Monday 8 December ~
Another week, another club for sale. Having denied for several months that he is looking to sell up, Portsmouth's owner Alexandre Gaydamak has finally announced that he is looking for a buyer. Although it may be that the decision was not taken by him but by Mr Gaydamak senior, an Israel-based entrepreneur whom the French want to extradite as part of investigation into arms-dealing and who is, it is said, has been using his son as a proxy for his ownership of the club.
Portsmouth have engaged an old cohort of the Gaydamaks, “super-agent” Pini Zahavi, to help find a buyer. Zahavi may well have the biggest contact book in world football but if he succeeds in palming off Portsmouth it will still be quite an achievement. After all, several other clubs in the Premier League have spent months vainly searching for someone to relieve them of football businesses that have become a burden as the global economy lurches into recession.
Even Liverpool, one of the two global brands in English football, are proving a difficult sale. The al-Maktoum family, rulers of Dubai, appear to have given up on taking over at Anfield because the asking price is too high. For a fraction of the £600 million being demanded by Liverpool's American owners, the hobbyists from the Emirates could snap up Portsmouth or West Ham. The latter took a surprise point at Liverpool in their most recent game but, like Portsmouth, they face the prospect of losing up to half their first team in the January sales with no funds available to bring in replacements.
The gloom at Upton Park will deepen should Spurs win there tonight, and not only because they would drop below their London rivals. The presence of Harry Redknapp in the away dugout will remind Hammers fans once again of the extensive squad sale he presided over as the club's manager in the late 1990s. Harry's brother-in-law, and former assistant, hopes that the home crowd will prefer to remember the good times under Redknapp such as four top ten finishes.

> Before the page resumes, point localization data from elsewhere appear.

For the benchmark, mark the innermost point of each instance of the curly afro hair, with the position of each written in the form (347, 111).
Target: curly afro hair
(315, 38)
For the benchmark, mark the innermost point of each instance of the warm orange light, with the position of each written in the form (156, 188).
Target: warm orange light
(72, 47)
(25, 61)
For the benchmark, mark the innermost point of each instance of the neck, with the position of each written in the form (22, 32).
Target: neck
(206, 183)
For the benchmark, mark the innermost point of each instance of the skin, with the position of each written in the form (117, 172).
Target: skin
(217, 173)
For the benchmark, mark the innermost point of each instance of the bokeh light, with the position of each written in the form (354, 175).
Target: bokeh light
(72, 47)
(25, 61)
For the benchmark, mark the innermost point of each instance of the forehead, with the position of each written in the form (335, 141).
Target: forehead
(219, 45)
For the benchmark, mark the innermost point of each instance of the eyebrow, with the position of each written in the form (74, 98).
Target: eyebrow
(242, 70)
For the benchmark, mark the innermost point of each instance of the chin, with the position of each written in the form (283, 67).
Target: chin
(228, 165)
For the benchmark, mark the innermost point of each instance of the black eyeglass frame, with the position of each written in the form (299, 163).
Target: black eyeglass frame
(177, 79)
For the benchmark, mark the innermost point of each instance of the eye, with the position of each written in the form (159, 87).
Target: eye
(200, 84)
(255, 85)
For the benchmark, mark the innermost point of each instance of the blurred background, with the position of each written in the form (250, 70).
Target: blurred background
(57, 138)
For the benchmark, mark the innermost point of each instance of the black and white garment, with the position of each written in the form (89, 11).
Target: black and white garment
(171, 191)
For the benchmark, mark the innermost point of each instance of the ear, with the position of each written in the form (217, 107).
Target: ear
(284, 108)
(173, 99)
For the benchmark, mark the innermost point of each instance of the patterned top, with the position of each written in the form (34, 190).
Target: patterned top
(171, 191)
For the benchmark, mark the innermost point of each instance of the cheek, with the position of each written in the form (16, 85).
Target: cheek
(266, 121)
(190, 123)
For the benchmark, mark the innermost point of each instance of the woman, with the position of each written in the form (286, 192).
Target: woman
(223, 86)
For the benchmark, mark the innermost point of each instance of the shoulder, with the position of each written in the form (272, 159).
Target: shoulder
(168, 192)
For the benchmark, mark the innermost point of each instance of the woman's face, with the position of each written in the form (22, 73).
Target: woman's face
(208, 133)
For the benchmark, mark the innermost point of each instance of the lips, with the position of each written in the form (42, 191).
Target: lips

Unlike some, Spurs are in a position to make signings in January. One of their targets is a former player, Robbie Keane, who has been an emphatic flop since his move to Liverpool, being substituted 15 times and remaining on the bench throughout their most recent match at Blackburn. With Rafa Benitez being another manager who can't buy unless he sells, Liverpool are said to be open to a deal that would involve their clawing back even half of the £20m they spent on Keane. Players from other clubs might be clamouring to join the Redknapp Revolution, but If Keane ever needed motivation to play better, the prospect of being offloaded just four months after his "dream move" ought to do it.